Julian Steckel und Lauma Skride scheinen das Stück hervorragend verstanden zu haben. Von der Grabesstille des Anfangs, über die eruptiven Zwölftonreihen bis hin zum auseinanderbrechenden Ende hing das Publikum in Bagband gebannt an ihrer Darbietung. Musik aus dem 20. Jahrhundert kann so mitreißend sein, das bewies der erste Teil des Konzertes eindrucksvoll. Mit Debussy und Poulenc standen zwei weitere Komponisten auf dem Programm, die zwischen Wehmut, vertrackter Theorie und spannungsreichem Finale alles auffahren, was die Moderne auszeichnet. Julian Steckel spielt so ein Programm mit der Lässigkeit eines coolen Genies. Er ist sich natürlich sehr wohl um seine herausragenden Fähigkeiten bewusst, aber tut das mit einer (bewussten) Lockerheit ab. Das bedeutet nicht, dass er nicht leidenschaftlich dabei ist. Unfreiwilliger Höhepunkt ist der dritte Satz von Poulencs Sonate für Violoncello und Klavier FP 143, bei dem ihm die Saite reißt, weil er so stark spielen muss. Darauf habe er bei dem Stück schon immer gewartet, erzählt er dem Publikum, spannt eine neue Saite auf, und weiter geht der wilde Ritt über die Saiten. Das Instrument muss beim ersten Teil eine ganze Menge mitmachen.

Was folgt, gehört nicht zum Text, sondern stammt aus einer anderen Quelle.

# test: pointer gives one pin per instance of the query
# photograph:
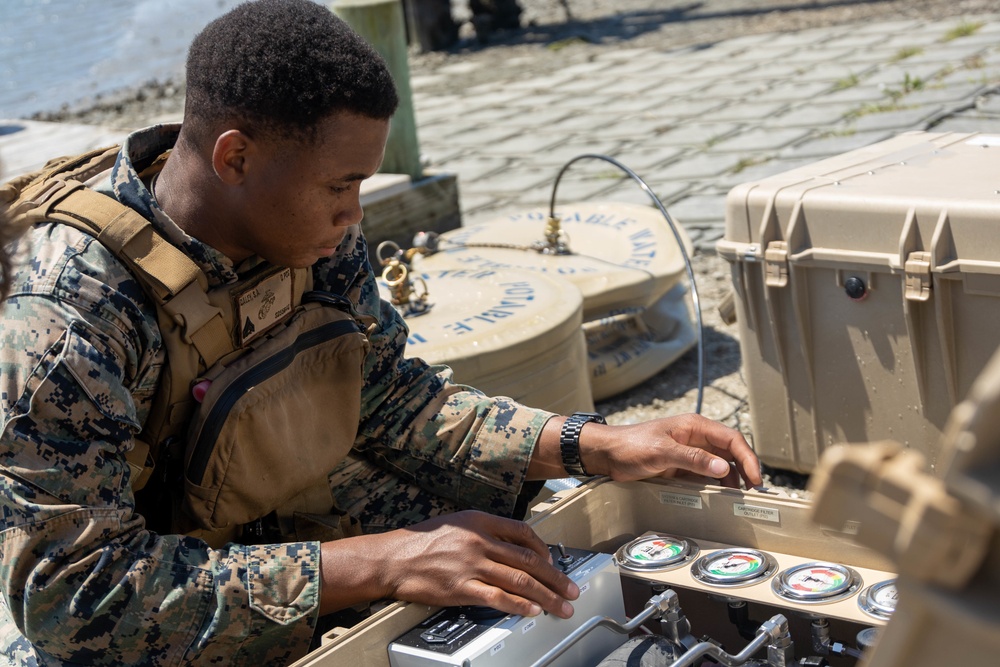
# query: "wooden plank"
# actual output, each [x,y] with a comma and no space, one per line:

Lauma Skrides Klavierpart ist sicherlich zurückhaltender, aber nicht weniger überzeugend, besonders bei Brahms Sonate für Violoncello und Klavier Nr. 1 e-Moll op. 38. Dieses vielgespielte und immer wieder großartig anzuhörende Stück bildete mit seinen 28 Minuten den Großteil nach der Pause. Vorher gab es noch Weberns kleine Stücke op. 11. Schnell vorbei, kaum was kapiert, fast unerträglich mysteriös. In der Zugabe bekommt man eine zweite Chance, aber ein Fragezeichen bleibt. Für Steckel und Skride gibt man aber gerne mehrere Ausrufezeichen. Bravo-Rufe und großer Applaus beendeten das Konzert, das so unglaublich lässig und perfekt daher kam, dass es fast unheimlich wurde. Vielleicht lag es auch an der Uhrzeit, denn die Nachmittagskonzerte machen allen Spaß, vor allem, wenn abends noch ein Fußballspiel ansteht.